#Buildkit Parallelism with Dagger

1 messages · Page 1 of 1 (latest)

marble field
#

Hey yall, loving the progress on the go sdk. Just checked the demos from last weeks' community call, and of course I had to try it myself. Things look good! Loving the native experience.

I've got a question that I think relates to dagger/LLB.. Do I need to do anything special to execute parallel steps? I have a snippet in the golang sdk that looks like below, and the steps do not execute in parallel.

// initialize new container from image
golang := core.Container().From(golangImage)
golang2 := core.Container().From(golangImage)

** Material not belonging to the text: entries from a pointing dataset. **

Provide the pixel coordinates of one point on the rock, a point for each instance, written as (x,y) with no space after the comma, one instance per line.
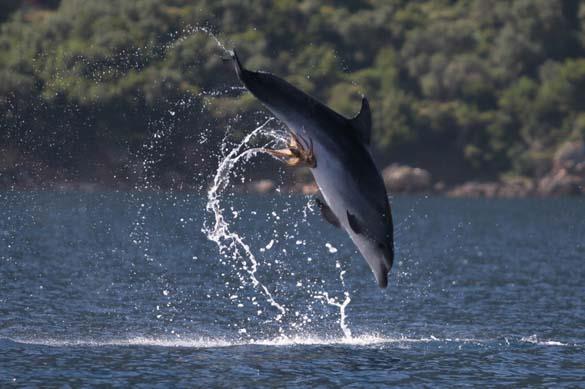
(517,187)
(475,189)
(261,186)
(561,183)
(406,179)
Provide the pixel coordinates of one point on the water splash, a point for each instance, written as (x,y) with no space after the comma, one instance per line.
(229,242)
(334,301)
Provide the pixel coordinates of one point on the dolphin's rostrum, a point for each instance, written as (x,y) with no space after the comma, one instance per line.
(336,149)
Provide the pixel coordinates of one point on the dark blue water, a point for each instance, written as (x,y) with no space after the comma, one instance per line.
(126,289)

// mount working directory to /src
golang = golang.WithMountedDirectory("/src", src).WithWorkdir("/src")

// execute command
cmd := golang.Exec(api.ContainerExecOpts{
  Args: []string{"/bin/bash", "-c", "sleep 10 && date"},
})
cmd2 := golang2.Exec(api.ContainerExecOpts{
  Args: []string{"date"},
})

I put sample code and a walkthrough here. It shows a similar setup in multi-stage docker that does execute in parallel

white lark
#

@marble field in order for things to happen in parallel you need to use your language's native concurrency / parallelization primitives. In the case of Go, you need to change your code to use goroutines for that to happen

glass tree
white lark
#

Yep, correct Jeremy. Waitgroups, Errorgroups and/or channels are all a good option

marble field
#

Yeah so I think it ended up working ok w/ goroutines. Output is ..slightly confusing (with the ordering of numbers, note that step 15 output appears before step 15)... but I think that's ok.

...
wg.Add(2)
go sleep("1", container2)
go sleep("11", container)
wg.Wait()
...

results in below


QUERY: query{container{from(address:"golang:latest"){exec(args:["/bin/bash","-c","sleep 1 && date"]){stdout{contents}}}}}
QUERY: query{container{from(address:"golang:latest"){exec(args:["/bin/bash","-c","sleep 11 && date"]){stdout{contents}}}}}
...
#14 /bin/bash -c sleep 11 && date
OUT After 1 Seconds: Mon Oct 17 21:52:40 UTC 2022

#14 ...

#15 /bin/bash -c sleep 1 && date
#0 1.084 Mon Oct 17 21:52:40 UTC 2022
#15 DONE 1.7s

#14 /bin/bash -c sleep 11 && date
#14 11.07 Mon Oct 17 21:52:50 UTC 2022
#14 DONE 11.1s
OUT After 11 Seconds: Mon Oct 17 21:52:50 UTC 2022

I think that without cache, this results in both queries pulling the image down, not sure if buildkit has some magic to resolve that. But again, that doesn't seem super important.

uneven rover
#

If I recall correctly, buildkit has this magic, and only the 1st one will pull the image, and the other one will be waiting on the result of this 1st one.